SEATTLE - Seattle Police Chief Kathleen O'Toole, who helped reform the department after federal officials found officers were too quick to use force against minorities, will step down at the end of the year, the mayor said Monday.
O'Toole took over as chief in 2014 as the city was struggling to carry out an agreement with the Department of Justice designed to curb how often officers use force.
The agreement followed questionable actions against minorities, including an officer's fatal shooting of an American Indian woodcarver in 2010.
The reforms were strongly resisted by the department's brass at the time.
However, a monitoring team found the changes eventually led to a drop in how often officers use serious force, with no rise in crime or officer injuries.
During a 28-month span from 2014 to 2016, incidents in which Seattle officers used force that caused or could be expected to cause injury fell at least 60 percent from a similar period in 2009 to 2011.
New Seattle Mayor Jenny Durkan said Deputy Chief Carmen Best will serve as interim chief beginning Jan. 1.
Former Mayor Ed Murray hired O'Toole, a former Boston police commissioner. She was the first woman to run Seattle's department.
The court-appointed monitoring team overseeing new training and policies as part of the reforms has repeatedly praised O'Toole's leadership on the issue.
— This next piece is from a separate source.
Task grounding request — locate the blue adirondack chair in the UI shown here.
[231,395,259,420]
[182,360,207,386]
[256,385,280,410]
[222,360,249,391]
In a report filed in court last April, the team said she had been working tirelessly to ensure the reforms take root.
"Her constant promotion of the new use of force policies as good for the men and women of the police department and the Seattle community has done much to cultivate buy-in and ongoing application by the rank and file," the report said.
O'Toole, 63, joined the Boston police as a patrol officer in 1979 and worked her way through the ranks. She served as Boston's police commissioner from 2004 to 2006 before completing a six-year term as chief of an oversight body responsible for reforms in the Irish national police force.
Questions over her future in Seattle arose during the mayoral campaign this year after it was announced that she had been named to lead a new agency called the Commission on the Future of Policing in Ireland, an unpaid position.
She was also part of a team seeking a multimillion-dollar contract to oversee police reforms in Baltimore. That prompted mayoral candidate Mike McGinn to publicly doubt her commitment to Seattle; O'Toole called that political theater.
"Oh God, that's ridiculous," she told The Seattle Times. "I have worked 24/7 for the past three years. I sleep with my phone next to my pillow every night."
Seattle Police Officers Guild President Rich O'Neill thanked O'Toole.
"Chief O'Toole guided the department through the very difficult task of completing all of the assessments required under the Department of Justice Settlement Agreement," O'Neill wrote. "This was done in record time and that is a testament to her persistence and her ability to put people in the right positions."